Extracting Residuals

To compute residuals from a fitted forecaster, subtract its in-sample predictions from the actuals. plot_residuals computes this internally from y_pred and y_truth, so no manual subtraction is needed when using the diagnostic plots.

For DecompositionPipeline, setting store_residuals=True at construction stores residuals after each component forecaster in the residuals_ attribute (a dict[str, pl.DataFrame] keyed by component name). This lets you diagnose each stage of the decomposition independently, checking whether the trend model left seasonal structure and whether the seasonal model left autocorrelation.

Residuals and Conformal Prediction

Yohou's conformal prediction framework connects directly to residual analysis. Conformity scorers compute standardized residuals on a calibration set, and the empirical distribution of these scores determines prediction interval width. Four point-forecast conformity scorers are available:

Scorer Formula Intervals When to use
Residual \(s = y - \hat{y}\) Asymmetric Errors are systematically skewed
AbsoluteResidual \(s = \lvert y - \hat{y} \rvert\) Symmetric Errors have roughly constant variance
GammaResidual \(s = \frac{y - \hat{y}}{\hat{y} + \epsilon}\) Asymmetric, adaptive Variance scales with prediction magnitude
AbsoluteGammaResidual \(s = \left\lvert \frac{y - \hat{y}}{\hat{y} + \epsilon} \right\rvert\) Symmetric, adaptive Symmetric errors that scale with magnitude

If the residuals are well-behaved (uncorrelated, constant variance), the conformal intervals will be well-calibrated. If the residuals exhibit heteroscedasticity, the gamma scorers adapt interval width to the prediction magnitude, producing narrower intervals where the model is more precise and wider intervals where it is less certain.

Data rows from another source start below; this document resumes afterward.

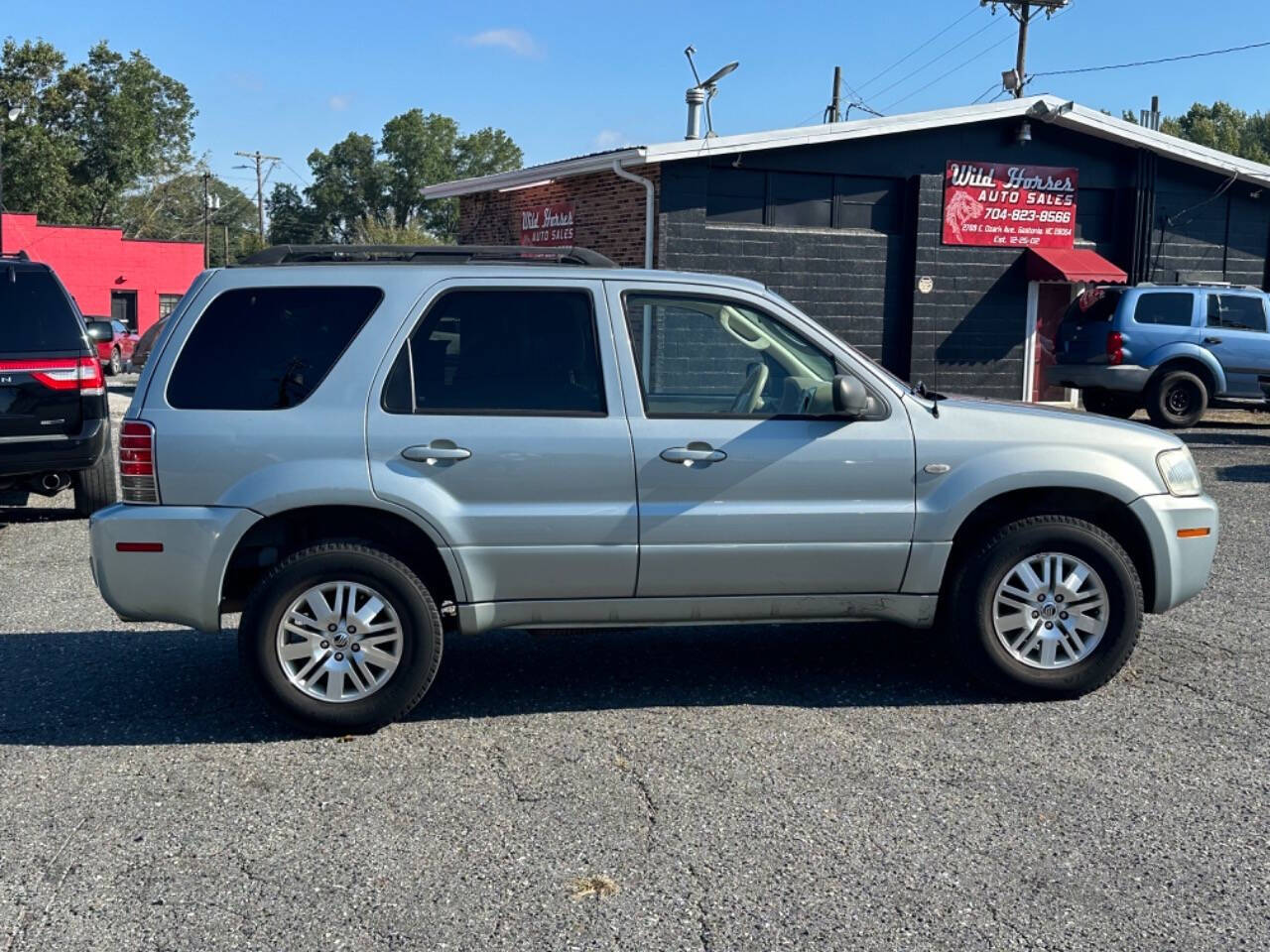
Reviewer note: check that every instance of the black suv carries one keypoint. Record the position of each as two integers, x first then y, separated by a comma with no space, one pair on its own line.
55,426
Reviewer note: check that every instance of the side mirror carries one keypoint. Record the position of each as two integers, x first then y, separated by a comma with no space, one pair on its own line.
849,398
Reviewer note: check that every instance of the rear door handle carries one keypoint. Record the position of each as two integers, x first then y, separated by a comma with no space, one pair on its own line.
694,453
439,451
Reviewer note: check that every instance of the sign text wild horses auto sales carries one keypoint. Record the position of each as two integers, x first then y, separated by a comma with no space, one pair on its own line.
1008,206
548,225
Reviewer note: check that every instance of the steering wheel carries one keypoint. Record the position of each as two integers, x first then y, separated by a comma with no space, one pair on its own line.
752,393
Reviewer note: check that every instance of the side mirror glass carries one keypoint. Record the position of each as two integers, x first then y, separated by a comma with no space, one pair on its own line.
849,397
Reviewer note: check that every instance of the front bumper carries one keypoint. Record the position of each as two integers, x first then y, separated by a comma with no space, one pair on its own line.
1127,377
181,584
1183,565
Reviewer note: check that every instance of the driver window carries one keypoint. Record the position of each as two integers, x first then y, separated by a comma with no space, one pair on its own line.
701,357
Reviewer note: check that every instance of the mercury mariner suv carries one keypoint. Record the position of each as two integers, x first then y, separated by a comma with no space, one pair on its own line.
435,440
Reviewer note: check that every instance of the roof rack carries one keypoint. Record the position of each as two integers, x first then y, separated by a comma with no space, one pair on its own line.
429,254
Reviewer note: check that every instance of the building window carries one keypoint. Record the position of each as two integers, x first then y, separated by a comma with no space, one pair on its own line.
168,303
790,199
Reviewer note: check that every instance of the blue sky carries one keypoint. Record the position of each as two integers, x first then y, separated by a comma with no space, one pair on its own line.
566,79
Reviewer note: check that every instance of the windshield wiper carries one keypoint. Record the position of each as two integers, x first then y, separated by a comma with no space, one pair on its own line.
920,389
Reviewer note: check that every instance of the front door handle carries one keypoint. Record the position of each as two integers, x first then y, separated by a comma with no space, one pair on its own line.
695,452
439,451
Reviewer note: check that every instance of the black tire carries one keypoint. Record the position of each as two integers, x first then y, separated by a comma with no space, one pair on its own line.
95,488
1110,403
399,587
973,593
1176,399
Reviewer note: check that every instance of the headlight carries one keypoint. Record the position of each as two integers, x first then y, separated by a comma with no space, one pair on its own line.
1179,472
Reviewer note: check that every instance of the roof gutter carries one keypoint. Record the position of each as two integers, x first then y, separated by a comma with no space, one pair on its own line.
534,175
648,208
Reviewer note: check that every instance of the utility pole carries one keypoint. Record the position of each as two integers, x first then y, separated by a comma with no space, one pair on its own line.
1023,12
259,185
207,209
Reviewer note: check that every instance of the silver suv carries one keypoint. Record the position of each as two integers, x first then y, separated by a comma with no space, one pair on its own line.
365,448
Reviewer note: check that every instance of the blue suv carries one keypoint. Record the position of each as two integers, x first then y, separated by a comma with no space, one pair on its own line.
1171,349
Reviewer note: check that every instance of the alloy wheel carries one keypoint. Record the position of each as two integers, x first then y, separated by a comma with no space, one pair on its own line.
339,642
1051,611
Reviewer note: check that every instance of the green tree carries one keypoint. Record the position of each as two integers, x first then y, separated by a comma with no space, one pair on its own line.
90,132
363,185
172,209
1222,126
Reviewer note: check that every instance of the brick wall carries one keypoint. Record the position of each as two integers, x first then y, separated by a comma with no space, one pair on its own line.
608,213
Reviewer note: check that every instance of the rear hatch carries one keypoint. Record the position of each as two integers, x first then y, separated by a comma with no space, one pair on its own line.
1082,336
41,345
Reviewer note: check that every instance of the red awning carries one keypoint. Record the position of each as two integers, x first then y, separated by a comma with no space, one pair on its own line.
1075,264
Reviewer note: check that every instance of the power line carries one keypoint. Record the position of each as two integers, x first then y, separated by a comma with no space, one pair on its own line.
1151,62
917,50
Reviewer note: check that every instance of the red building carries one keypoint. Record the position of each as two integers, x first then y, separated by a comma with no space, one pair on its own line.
135,281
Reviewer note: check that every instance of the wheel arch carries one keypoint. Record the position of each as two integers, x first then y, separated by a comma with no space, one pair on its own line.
1098,508
272,538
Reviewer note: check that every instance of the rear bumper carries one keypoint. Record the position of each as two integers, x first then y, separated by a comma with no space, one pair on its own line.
1183,565
181,584
1125,377
24,457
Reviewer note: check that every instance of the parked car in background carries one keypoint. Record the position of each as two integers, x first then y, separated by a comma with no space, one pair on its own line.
55,428
114,343
146,341
493,438
1173,349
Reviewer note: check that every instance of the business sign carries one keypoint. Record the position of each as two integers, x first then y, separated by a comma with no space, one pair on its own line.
548,225
1008,206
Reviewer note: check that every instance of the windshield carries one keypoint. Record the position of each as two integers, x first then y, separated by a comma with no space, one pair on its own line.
35,313
1093,306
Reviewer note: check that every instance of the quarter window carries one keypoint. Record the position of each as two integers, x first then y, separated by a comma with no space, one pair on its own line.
267,348
1169,307
500,352
1236,312
711,357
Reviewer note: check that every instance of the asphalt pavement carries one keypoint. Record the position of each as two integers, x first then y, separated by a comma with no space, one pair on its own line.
811,787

Improving residual quality directly narrows conformal intervals. A model with large, variable residuals produces wide intervals because the conformity score distribution is spread out. A model with small, stable residuals produces tight intervals because the distribution is concentrated. This makes residual diagnostics a tool for interval quality, not just point forecast quality: if the residual ACF shows significant autocorrelation, the conformity scores on the calibration set may not be exchangeable, which can degrade coverage guarantees.

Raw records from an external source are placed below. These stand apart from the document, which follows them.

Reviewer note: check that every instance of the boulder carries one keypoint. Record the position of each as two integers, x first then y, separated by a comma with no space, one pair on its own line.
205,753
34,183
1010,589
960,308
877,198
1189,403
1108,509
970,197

The diagnostic plots guide the choice of conformity scorer directly. A flat residual-over-time plot with constant spread points to AbsoluteResidual. A fan-shaped residuals-vs-fitted scatter (wider spread at higher predicted values) points to GammaResidual or AbsoluteGammaResidual.

Panel Data

All diagnostic plotting functions support panel data through the groups and facet_by parameters. facet_by="group" creates one subplot per group, while facet_by="member" creates one per member. This lets you check whether residual properties hold across all entities in a panel, or whether certain groups exhibit patterns (such as higher variance or remaining seasonality) that others do not.

References

  • Hyndman, R.J. & Athanasopoulos, G. (2021). Forecasting: principles and practice, 3rd edition, OTexts. Chapters 5.3 and 5.4.
  • Ljung, G.M. & Box, G.E.P. (1978). "On a measure of lack of fit in time series models." Biometrika, 65(2), 297-303.

Connections

Residual diagnostics complement Forecast Accuracy metrics: accuracy tells you how well the model predicts, diagnostics tell you whether there is room to improve. The conformal prediction framework in Interval Forecasting uses residual-based conformity scores to construct prediction intervals. The Stationarity page covers the transforms used to address non-stationary residual patterns. The Visualization page provides an overview of all available plotting functions.

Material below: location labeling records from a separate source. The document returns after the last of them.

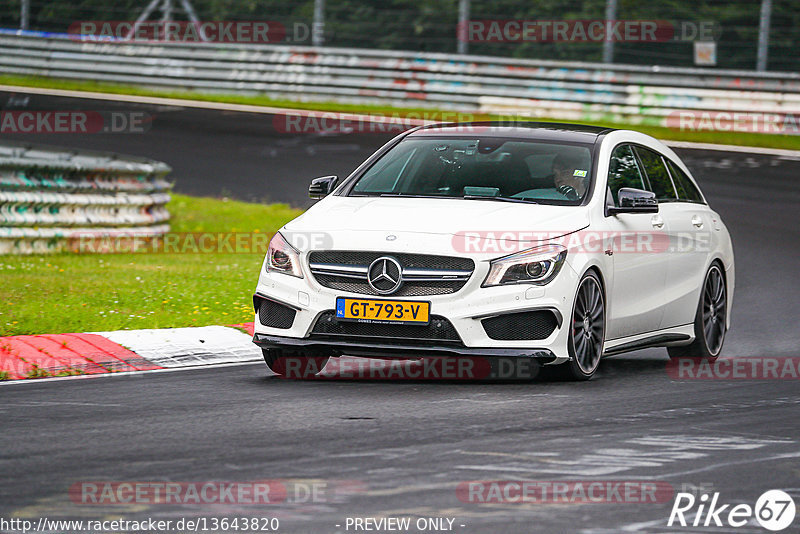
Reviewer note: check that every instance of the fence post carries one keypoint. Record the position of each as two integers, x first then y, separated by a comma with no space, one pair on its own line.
462,34
763,35
24,14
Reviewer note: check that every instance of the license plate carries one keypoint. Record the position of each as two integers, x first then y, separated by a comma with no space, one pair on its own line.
383,311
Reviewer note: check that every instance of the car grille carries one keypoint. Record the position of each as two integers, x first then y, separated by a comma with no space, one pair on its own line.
423,274
538,324
273,314
438,329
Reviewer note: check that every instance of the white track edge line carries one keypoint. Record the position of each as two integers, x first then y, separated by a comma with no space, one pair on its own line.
122,373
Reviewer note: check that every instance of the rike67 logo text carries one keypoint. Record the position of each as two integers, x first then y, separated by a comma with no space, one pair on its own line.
774,510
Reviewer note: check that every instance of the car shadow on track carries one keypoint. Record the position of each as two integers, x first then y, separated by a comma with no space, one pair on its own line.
441,371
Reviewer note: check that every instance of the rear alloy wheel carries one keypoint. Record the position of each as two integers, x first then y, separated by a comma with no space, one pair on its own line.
291,365
587,329
710,322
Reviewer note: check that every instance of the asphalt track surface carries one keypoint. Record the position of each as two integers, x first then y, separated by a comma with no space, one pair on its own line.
405,446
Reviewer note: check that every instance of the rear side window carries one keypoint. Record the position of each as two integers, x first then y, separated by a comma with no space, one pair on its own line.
687,191
623,171
657,175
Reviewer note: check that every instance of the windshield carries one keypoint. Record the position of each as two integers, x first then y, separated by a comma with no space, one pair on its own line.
488,168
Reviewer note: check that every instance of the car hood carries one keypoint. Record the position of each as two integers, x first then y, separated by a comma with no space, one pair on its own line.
367,222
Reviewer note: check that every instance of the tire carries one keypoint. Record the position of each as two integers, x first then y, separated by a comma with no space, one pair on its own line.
710,321
587,330
293,365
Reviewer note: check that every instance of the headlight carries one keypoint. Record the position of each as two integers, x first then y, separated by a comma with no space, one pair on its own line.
282,257
537,265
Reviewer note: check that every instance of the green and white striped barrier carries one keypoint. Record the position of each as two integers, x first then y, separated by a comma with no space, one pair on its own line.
50,197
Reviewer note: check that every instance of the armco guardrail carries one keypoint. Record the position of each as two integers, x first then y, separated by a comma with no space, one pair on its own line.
52,198
579,91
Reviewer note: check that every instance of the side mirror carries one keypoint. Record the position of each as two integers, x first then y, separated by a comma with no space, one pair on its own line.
321,187
634,201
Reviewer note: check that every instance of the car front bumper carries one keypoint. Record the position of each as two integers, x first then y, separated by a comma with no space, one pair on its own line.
464,309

For practical recipes, see How to Evaluate Forecast Accuracy and How to Visualize Forecasts.

Interactive examples: Evaluation and Forecasting Visualization demonstrate residual plots and ACF analysis on fitted forecasters. Conformity Scorers compares different conformity scorers on the same dataset.

Note

Residual analysis applies to numeric (point and interval) forecasts. For categorical forecasts, evaluate using calibration curves and classification metrics (LogLoss, BrierScore) instead. See Class-Probability Forecasting.